More than a year ago, the three-judge panel unanimously found that South Carolina’s Congressional District 1 was a racial gerrymander and designed with a discriminatory purpose.
The district court had blocked elections from proceeding in South Carolina's racially gerrymandered congressional map in Congressional District 1 and ordered the state legislature to redraw it given its harm toward Black voting power. However, with the legislature's deliberate inaction in crafting a new map, the court reconsidered its stance, noting, “the ideal must bend to the practical.”
The fight for a fair District 1 map goes back to 2021, when members of the plaintiff organizations pleaded with state officials to adopt non-discriminatory district lines. The years-long purposeful delay by the state legislature underscores a troubling effort to silence Black South Carolina voters and undermine the principles of fair representation and equal opportunity in the electoral process. In light of the court's modification to the injunction, key stakeholders and advocacy groups have expressed their disappointment and condemnation of the state's actions:
“The officials elected to represent all of the people of South Carolina filed an appeal to the US Supreme Court that would advance the use of a map that strips Black South Carolinians in the district of a voice via vote,” said Taiwan Scott, an individual plaintiff in this case. “The people of our state and our country deserve more than suppression and discriminatory practices. What we deserve is the right to a fair process and an equal say. We will continue to fight to bring justice to congressional elections in South Carolina.”

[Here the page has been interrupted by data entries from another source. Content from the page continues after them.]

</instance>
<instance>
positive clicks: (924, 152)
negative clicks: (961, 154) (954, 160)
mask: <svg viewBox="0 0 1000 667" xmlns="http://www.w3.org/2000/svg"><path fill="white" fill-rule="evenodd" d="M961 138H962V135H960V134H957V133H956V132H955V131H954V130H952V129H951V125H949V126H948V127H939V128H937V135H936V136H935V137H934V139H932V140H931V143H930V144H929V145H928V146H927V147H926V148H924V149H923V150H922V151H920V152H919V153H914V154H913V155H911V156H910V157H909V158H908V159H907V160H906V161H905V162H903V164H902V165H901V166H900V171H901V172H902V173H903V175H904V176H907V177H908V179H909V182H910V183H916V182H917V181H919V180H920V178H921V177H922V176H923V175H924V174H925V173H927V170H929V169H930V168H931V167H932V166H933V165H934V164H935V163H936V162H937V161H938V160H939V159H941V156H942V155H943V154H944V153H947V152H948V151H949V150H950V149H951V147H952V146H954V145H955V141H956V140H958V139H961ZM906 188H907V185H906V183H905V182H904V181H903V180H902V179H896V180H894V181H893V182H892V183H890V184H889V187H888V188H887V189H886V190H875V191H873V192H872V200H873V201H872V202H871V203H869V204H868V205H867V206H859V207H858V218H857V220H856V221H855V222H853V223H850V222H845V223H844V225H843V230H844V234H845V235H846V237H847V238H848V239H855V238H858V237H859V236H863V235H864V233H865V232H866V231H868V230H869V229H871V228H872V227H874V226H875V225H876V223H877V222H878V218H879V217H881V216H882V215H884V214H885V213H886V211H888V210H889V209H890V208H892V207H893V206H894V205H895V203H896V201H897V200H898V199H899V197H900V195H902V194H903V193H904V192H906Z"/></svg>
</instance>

“For over a century, the NAACP has worked fervently to protect Black Americans’ access to the ballot box. Make no mistake - these discriminatory maps are a direct attempt to suppress Black voices ahead of a consequential election,” said Brenda Murphy, president of the South Carolina State Conference of the NAACP. “We will not stand idly by as the rights of thousands of South Carolinians continue to be overlooked. The Court's ruling today, further delaying these proceedings, continues to tip the scale of justice during a crucial moment in our democracy in an undemocratic attempt to sway the outcome of the upcoming election. We must strive for a system where every voice is heard and every vote counts, free from the stain of discrimination.”
“South Carolina's failure to rectify its racially gerrymandered congressional map blatantly disregards our brave clients’ voices and the rights of Black voters,” said Adriel I. Cepeda Derieux, deputy director for the American Civil Liberties Union's Voting Rights Project. “By refusing to take meaningful action, the legislature has undermined democracy and further entrenched voter suppression in the state. Rest assured, we will fight on.”

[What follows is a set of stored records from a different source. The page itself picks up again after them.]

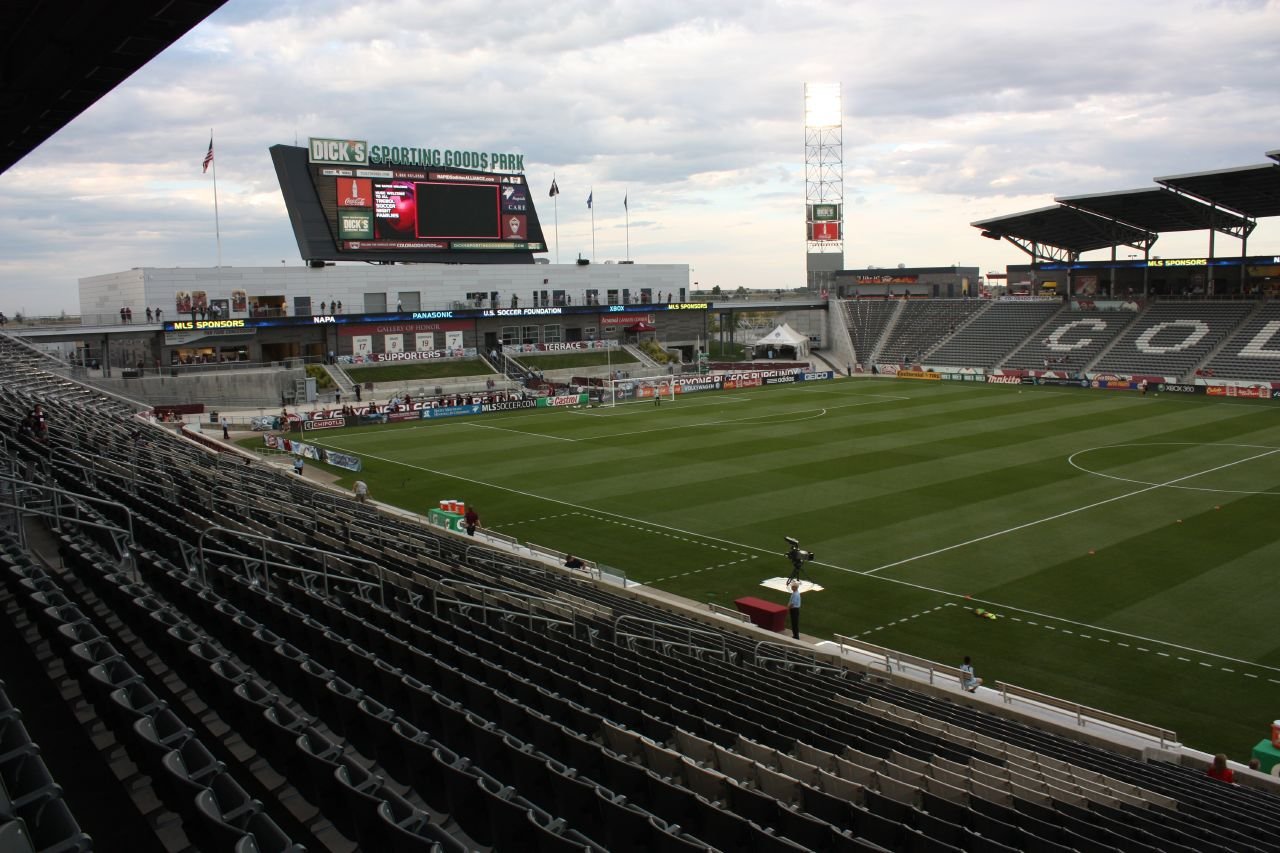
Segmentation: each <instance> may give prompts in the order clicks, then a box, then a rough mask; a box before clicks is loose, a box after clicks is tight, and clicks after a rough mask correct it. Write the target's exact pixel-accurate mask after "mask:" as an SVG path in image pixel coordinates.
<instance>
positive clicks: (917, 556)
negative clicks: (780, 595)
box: [861, 447, 1280, 575]
mask: <svg viewBox="0 0 1280 853" xmlns="http://www.w3.org/2000/svg"><path fill="white" fill-rule="evenodd" d="M1272 453H1280V447H1277V448H1274V450H1268V451H1266V452H1262V453H1254V455H1253V456H1247V457H1245V459H1240V460H1235V461H1234V462H1226V464H1225V465H1217V466H1215V467H1210V469H1206V470H1203V471H1196V473H1193V474H1185V475H1183V476H1175V478H1174V479H1171V480H1165V482H1164V483H1155V484H1152V485H1147V487H1144V488H1140V489H1134V491H1133V492H1125V493H1124V494H1117V496H1115V497H1110V498H1106V500H1105V501H1096V502H1093V503H1087V505H1084V506H1078V507H1075V508H1074V510H1066V511H1065V512H1059V514H1056V515H1047V516H1044V517H1043V519H1036V520H1034V521H1027V523H1025V524H1019V525H1015V526H1012V528H1006V529H1004V530H996V532H995V533H987V534H984V535H980V537H975V538H973V539H966V540H965V542H957V543H956V544H951V546H947V547H945V548H937V549H934V551H928V552H925V553H918V555H915V556H914V557H906V558H904V560H895V561H893V562H886V564H884V565H883V566H877V567H874V569H868V570H867V571H863V573H861V574H864V575H874V574H876V573H878V571H883V570H884V569H893V567H895V566H902V565H905V564H909V562H915V561H916V560H925V558H928V557H936V556H937V555H940V553H946V552H947V551H955V549H956V548H964V547H966V546H972V544H977V543H978V542H986V540H987V539H995V538H996V537H1002V535H1006V534H1010V533H1018V532H1019V530H1025V529H1027V528H1034V526H1036V525H1038V524H1046V523H1048V521H1056V520H1059V519H1065V517H1066V516H1069V515H1075V514H1076V512H1085V511H1088V510H1094V508H1097V507H1100V506H1106V505H1107V503H1115V502H1116V501H1124V500H1125V498H1132V497H1135V496H1138V494H1146V493H1147V492H1152V491H1155V489H1162V488H1166V487H1170V485H1174V484H1175V483H1181V482H1183V480H1189V479H1193V478H1197V476H1204V475H1206V474H1212V473H1213V471H1221V470H1222V469H1224V467H1231V466H1234V465H1243V464H1244V462H1252V461H1253V460H1256V459H1262V457H1263V456H1271V455H1272Z"/></svg>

“A second election under an infirm map is justice delayed when plaintiffs have made every effort to get a decision and remedy before another election under a map that denies them their rights,” said Leah Aden, senior counsel for the Legal Defense Fund (LDF). “As with any civil rights struggle, we will be unrelenting in our fight for our constitutional rights.”
“South Carolina lawmakers continue to be shameless in their pursuit of power at all cost,” said Allen Chaney, legal director for the ACLU of South Carolina. “Rather than accepting demographic changes along the coast, they manipulated district boundaries to thwart the will of voters. Rather than accepting the unanimous ruling that their map was illegal, they manipulated the appellate process to wring out an extra election on unconstitutional maps. I hope voters are paying attention.”

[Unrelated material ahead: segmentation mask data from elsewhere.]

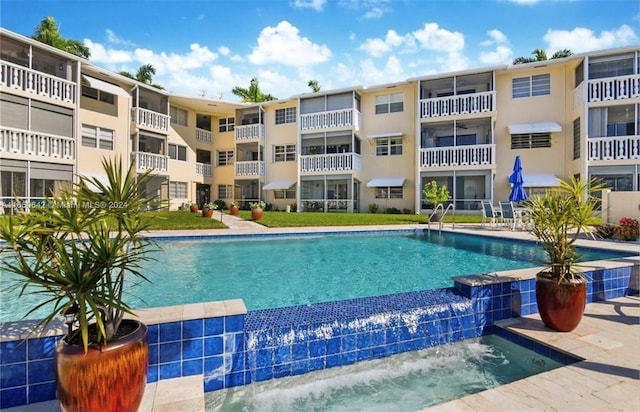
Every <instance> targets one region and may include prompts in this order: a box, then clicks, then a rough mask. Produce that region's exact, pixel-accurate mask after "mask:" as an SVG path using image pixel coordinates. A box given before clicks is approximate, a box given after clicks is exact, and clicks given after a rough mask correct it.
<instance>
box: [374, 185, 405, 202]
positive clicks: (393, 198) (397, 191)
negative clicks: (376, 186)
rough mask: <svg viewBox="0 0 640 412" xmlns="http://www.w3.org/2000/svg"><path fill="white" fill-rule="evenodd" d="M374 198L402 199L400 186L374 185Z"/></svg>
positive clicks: (378, 198) (377, 198) (384, 198)
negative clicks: (374, 187) (383, 186)
mask: <svg viewBox="0 0 640 412" xmlns="http://www.w3.org/2000/svg"><path fill="white" fill-rule="evenodd" d="M376 199H402V186H387V187H376Z"/></svg>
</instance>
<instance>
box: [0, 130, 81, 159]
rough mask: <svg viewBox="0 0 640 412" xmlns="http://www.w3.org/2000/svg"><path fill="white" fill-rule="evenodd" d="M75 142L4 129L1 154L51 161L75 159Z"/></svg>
mask: <svg viewBox="0 0 640 412" xmlns="http://www.w3.org/2000/svg"><path fill="white" fill-rule="evenodd" d="M75 145H76V143H75V140H74V139H73V138H72V137H66V136H56V135H52V134H48V133H42V132H33V131H29V130H21V129H13V128H10V127H2V128H1V129H0V153H17V154H23V155H33V156H41V157H46V158H51V159H66V160H73V159H75Z"/></svg>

Background: The decision is part of the U.S. Supreme Court case regarding South Carolina’s racially gerrymandered congressional map in 2022 that moved hundreds of thousands of South Carolinians to different congressional districts, including moving more than two-thirds of Black Charlestonians out of that one county. While a decision from the Supreme Court is still pending, the map will remain in place for the 2024 election season despite its outcome.
A panel of three federal judges unanimously ruled in January 2023 that Congressional District 1, anchored in Charleston and coastal South Carolina, was an unconstitutional racial gerrymander drawn with a discriminatory purpose. The panel determined that the South Carolina legislature “bleached” Black voters out of Congressional District 1 and made a “mockery” of traditional districting principles. The South Carolina Legislature appealed that decision to the U.S. Supreme Court, and oral arguments in the case were heard on Oct. 11, 2023.